Gunnera was introduced into Achill over 100 years ago as an ornamental plant (most likely) and then spread as an invasive species. Gunnera is native to countries like Chile, where there is a similar climate to the west of Ireland.
It grows on peaty soils (not on bogs), river banks, gravely road sides and on cliffs. It also thrives where the land is not grazed or where it is unused. Gunnera has spread rapidly in upper Achill owing to emigration and the closure of houses. It is estimated that there are over 170 acres of land under gunnera on the island.

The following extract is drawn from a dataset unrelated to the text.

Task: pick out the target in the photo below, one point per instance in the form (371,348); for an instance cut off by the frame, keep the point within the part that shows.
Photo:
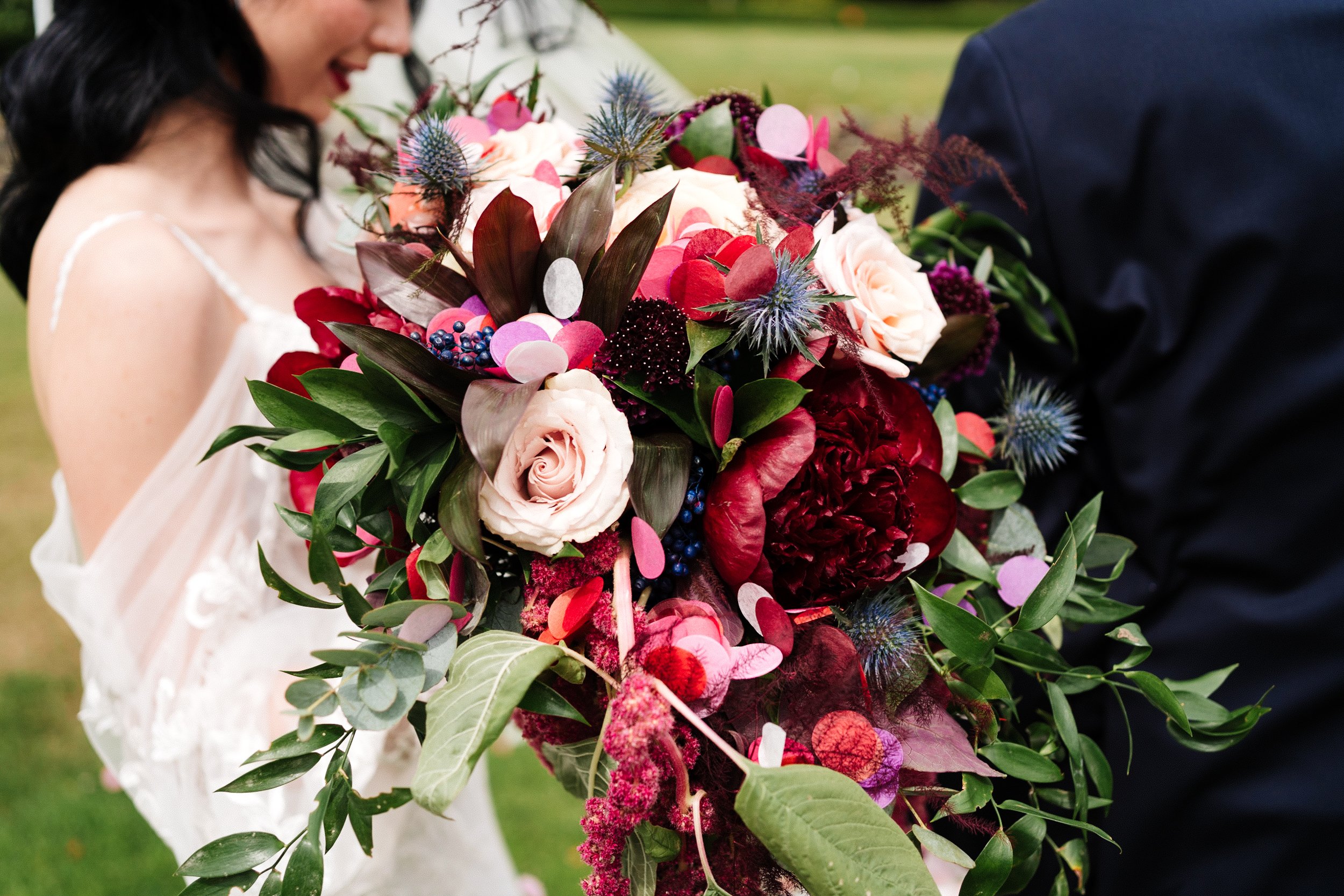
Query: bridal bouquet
(644,426)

Its ability to grow on marginal soils is attributed to the fact that the plant can ‘fix’ its own nitrogen from the atmosphere, which in turn gives it a lush green appearance in the spring and the ability to outcompete other plants like grasses.
Consent was received from most landowners in the upper Achill area (Sraheens/Kildownet) to gain entry to their land for spraying purposes. A small number of landowners have sprayed their own land since the start of the campaign. However, more landowners are being encouraged to spray their land.
Approximately five to six acres of infected/overgrown land has been treated in the Sraheens area and there was a good response to the herbicide application.
The gunnera plants (over 2m in height) were so dominant in the fields in Sraheens that it was nearly impossible to enter some parcels of land for spraying purposes. Those plants that were sprayed in July did not produce any large fruiting heads compared to the fields which were not sprayed.
This is a long term (five to 10-year) project where annual monitoring for any regrowth is essential. Undoubtedly, re-spraying will be required since each plant can produce over 250,000 seeds/plants.
Other villages in upper Achill are being urged to take up the mantle and volunteers are needed to organise campaigns like the one in Sraheens, where good progress was made during 2015.